Today we published William’s NVIDIA Tesla T4 AI Inferencing GPU Benchmarks and Review. While reading through the review prior to publication, I wanted to provide some thoughts and context since there is more to unpack in this one than our average GPU review. We normally put everything in our reviews, but I wanted to share some of my reflections with our readers.
At STH, we test CPUs that range from 10-15W to 225W+ and can cost under $100 to over $10000. Servers we test can cost as little as $500 and we also test 8x GPU Servers and 4x CPU servers with over $100,000 price tags. Making trade-offs between performance, power, form factor, and the price is something we see everywhere. Our Tesla T4 review struck me as something different.
NVIDIA Tesla T4 Inferencing Performance
First, let me state that NVIDIA helped us build our current inferencing tests using their containers earlier this year.
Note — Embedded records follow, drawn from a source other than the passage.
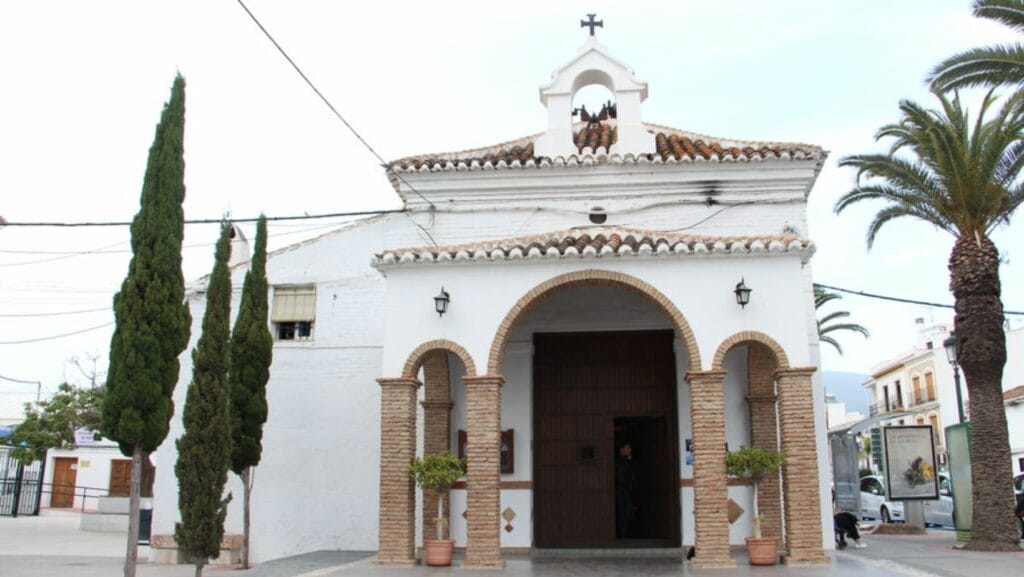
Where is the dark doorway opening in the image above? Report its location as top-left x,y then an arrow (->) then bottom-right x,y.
614,415 -> 679,546
534,331 -> 680,548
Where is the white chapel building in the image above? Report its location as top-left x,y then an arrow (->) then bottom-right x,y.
153,31 -> 833,567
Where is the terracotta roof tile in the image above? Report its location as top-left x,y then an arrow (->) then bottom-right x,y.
373,226 -> 815,266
When you see results like this from the review, please remember, NVIDIA had input. We requested that NVIDIA let us test the Tesla T4, but they did not facilitate the review. Independent Tesla T4 reviews are few and far between. We know another site is working on a sponsored paper and there are many sponsored case studies out there on the T4’s performance. As this is an unsanctioned review where NVIDIA had input but did not know we were doing it, we were able to broaden our comparison set which led to this:
This chart, in particular, I wanted to use since INT8 inferencing is essentially the key selling workload for the NVIDIA Tesla T4. At its targeted workload, it performs below the $400 NVIDIA GeForce RTX 2060 Super. This makes sense.
In both cases, we have 2560 CUDA cores and 320 Turing Tensor cores. The NVIDIA Tesla T4 has more memory and ECC memory, but less memory bandwidth. Base clock speeds are also much lower for the Tesla T4 than the GeForce RTX 2060 Super. All of these are perfectly reasonable trade-offs to lower power consumption and maintain a compact form factor.
Moving beyond that, the Tesla T4 utilizes 16x PCIe lanes. If a server is physically limited, having more Tesla T4’s is better. If the server is electrically limited, then using larger PCIe cards is more efficient. The Tesla T4 uses less power and has a significantly better low profile single slot form factor, but it also costs $2000-$2500 in many servers. We also looked at the power consumption to see the TCO impact, not just the initial purchase price impact.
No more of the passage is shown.